Comme mentionné précédemment, l’emprunt (d’unité ou d’un trait linguistique) peut être de nature lexicale, sémantique, phonologique ou syntaxique. Dans cette section, nous présenterons les divers types d’anglicismes. Pour ce faire, nous nous baserons sur la grille des anglicismes élaborée par l’Office québécois de la langue française. L’OQLF propose six types d’anglicismes : l’anglicisme intégral, l’anglicisme hybride, l’anglicisme sémantique, l’anglicisme syntaxique, l’anglicisme morphologique et l’anglicisme phraséologique.
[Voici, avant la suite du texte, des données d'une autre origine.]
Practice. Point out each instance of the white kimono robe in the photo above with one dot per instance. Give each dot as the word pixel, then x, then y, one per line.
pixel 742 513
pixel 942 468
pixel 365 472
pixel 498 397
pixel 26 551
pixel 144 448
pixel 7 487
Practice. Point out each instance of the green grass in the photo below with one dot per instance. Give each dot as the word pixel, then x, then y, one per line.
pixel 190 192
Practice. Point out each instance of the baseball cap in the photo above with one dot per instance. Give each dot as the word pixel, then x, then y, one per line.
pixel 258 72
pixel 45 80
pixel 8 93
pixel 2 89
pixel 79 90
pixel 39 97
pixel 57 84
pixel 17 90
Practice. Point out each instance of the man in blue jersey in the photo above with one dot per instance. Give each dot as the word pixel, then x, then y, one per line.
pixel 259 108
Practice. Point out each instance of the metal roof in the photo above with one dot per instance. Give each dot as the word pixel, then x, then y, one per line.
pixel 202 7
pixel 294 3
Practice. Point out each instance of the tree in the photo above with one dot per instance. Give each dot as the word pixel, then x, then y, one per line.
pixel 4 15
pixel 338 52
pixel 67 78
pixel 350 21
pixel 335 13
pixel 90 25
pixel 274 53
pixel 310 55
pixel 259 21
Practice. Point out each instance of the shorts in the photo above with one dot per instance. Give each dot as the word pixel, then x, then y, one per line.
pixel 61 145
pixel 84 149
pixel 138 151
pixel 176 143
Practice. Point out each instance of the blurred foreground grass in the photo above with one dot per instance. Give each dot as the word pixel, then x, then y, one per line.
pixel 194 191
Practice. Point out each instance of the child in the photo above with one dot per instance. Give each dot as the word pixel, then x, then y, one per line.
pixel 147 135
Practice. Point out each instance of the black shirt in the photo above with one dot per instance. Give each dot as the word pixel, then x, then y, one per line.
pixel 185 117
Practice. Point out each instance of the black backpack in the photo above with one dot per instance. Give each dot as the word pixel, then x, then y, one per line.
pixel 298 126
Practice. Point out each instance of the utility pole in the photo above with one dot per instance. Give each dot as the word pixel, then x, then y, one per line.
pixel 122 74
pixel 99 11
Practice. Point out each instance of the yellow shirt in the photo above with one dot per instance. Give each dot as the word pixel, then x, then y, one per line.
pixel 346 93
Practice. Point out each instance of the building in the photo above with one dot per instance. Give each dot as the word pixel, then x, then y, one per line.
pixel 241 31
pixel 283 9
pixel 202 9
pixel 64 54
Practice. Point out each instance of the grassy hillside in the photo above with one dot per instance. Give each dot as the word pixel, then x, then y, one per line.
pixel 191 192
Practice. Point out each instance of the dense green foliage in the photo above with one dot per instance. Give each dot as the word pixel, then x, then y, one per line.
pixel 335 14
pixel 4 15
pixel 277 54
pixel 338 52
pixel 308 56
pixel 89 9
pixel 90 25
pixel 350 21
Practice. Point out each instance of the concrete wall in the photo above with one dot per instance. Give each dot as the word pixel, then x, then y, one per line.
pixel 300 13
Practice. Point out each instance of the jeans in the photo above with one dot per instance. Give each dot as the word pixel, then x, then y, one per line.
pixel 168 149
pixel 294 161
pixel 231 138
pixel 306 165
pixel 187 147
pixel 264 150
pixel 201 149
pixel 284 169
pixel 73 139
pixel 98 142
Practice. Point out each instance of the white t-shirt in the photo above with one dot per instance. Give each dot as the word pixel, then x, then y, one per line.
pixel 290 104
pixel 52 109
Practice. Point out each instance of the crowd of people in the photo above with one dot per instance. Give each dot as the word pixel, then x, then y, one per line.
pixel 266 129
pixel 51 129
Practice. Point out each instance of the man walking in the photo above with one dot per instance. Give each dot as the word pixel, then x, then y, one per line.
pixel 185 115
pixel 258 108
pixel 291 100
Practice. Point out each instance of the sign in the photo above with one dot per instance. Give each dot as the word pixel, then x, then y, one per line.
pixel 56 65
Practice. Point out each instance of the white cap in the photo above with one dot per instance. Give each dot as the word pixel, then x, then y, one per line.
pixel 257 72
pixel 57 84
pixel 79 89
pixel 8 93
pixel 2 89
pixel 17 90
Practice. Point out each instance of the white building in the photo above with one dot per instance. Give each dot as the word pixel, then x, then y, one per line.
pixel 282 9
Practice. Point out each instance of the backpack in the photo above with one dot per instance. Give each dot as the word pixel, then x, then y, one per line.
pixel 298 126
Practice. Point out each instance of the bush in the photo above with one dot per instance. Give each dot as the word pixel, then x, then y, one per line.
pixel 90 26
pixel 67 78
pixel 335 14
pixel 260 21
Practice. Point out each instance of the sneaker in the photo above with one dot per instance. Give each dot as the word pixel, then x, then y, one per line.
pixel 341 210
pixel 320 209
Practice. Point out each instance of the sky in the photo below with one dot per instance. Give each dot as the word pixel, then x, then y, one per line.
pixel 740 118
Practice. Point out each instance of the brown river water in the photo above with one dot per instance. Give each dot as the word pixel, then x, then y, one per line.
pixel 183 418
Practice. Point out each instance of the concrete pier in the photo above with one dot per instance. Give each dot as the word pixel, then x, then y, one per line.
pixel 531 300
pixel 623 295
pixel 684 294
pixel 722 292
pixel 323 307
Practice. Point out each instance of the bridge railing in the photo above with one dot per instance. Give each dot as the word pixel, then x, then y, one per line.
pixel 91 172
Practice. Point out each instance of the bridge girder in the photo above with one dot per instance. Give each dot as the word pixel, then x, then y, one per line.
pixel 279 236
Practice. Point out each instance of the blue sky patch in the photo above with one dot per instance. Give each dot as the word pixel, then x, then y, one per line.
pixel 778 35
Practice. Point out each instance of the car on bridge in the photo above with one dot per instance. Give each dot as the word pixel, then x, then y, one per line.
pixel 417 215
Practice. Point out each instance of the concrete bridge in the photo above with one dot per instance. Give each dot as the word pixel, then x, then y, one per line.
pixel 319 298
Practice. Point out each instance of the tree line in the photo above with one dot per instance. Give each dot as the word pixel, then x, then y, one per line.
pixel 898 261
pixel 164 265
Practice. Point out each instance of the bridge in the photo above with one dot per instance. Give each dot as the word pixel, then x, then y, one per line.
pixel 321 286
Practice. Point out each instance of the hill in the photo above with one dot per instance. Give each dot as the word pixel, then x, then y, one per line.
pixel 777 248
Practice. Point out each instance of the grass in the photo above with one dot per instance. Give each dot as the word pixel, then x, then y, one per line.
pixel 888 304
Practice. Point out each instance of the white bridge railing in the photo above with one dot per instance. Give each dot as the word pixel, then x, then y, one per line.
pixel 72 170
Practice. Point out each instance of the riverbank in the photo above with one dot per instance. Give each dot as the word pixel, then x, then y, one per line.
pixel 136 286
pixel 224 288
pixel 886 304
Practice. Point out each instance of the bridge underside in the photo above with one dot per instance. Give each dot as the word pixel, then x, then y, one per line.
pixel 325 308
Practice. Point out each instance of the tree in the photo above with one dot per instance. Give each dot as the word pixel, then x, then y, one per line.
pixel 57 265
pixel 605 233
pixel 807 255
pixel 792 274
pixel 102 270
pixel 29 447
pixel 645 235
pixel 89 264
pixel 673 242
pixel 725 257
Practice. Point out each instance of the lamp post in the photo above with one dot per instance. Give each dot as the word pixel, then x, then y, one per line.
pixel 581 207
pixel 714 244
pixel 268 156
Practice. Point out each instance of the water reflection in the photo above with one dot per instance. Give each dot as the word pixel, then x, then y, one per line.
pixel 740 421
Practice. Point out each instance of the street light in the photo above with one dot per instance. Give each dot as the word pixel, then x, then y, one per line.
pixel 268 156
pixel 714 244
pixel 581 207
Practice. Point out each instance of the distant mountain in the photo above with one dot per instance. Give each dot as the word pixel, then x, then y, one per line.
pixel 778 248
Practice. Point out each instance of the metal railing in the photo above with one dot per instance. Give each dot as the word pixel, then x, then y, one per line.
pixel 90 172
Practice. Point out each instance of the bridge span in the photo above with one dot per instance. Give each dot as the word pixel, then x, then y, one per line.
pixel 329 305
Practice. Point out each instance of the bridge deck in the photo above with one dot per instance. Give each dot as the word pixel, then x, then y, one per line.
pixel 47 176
2.2.1. Anglicisme intégral

L’anglicisme intégral est l’emprunt d’un mot ou d’un groupe de mots, sans modification ou adaptation ou avec modification ou adaptation mineure, dans la langue emprunteuse. Il s’agit donc d’un emprunt « […] sans que la graphie anglaise ni, dans certains cas, la prononciation n’aient été modifiées pour en faciliter l’emploi en français » (OQLF, s.d.). Par exemple, les mots

fun et joke ont été empruntés à la langue anglaise et ont subi des modifications ou adaptations mineures en langue française.

Dans certains cas, les anglicismes intégraux peuvent être tronqués, c’est le cas du mot snow, utilisé pour désigner snowboard (OQLF, s.d.). Il arrive parfois qu’un mot emprunté subisse une modification minimale du point de vue graphique ou phonétique afin de faciliter sa prononciation en français (OQLF, 2018).

2.2.2. Anglicisme hybride

L’anglicisme hybride est défini par l’OQLF (s.d.) comme étant une construction d’une nouvelle forme linguistique en français en empruntant un mot à la langue anglaise et en le modifiant, généralement par l’ajout ou le remplacement d’un suffixe français. Il s’agit donc de l’utilisation d’un mot anglais que nous modifions en ajoutant un suffixe. Par exemple, le mot « saver » est un anglicisme hybride de to save.

L’anglicisme hybride peut aussi se réaliser lorsque nous empruntons un seul des éléments à un mot composé anglais (OQLF, s.d.). Par exemple, c’est le cas lorsque nous utilisons « adresse mail » pour email address.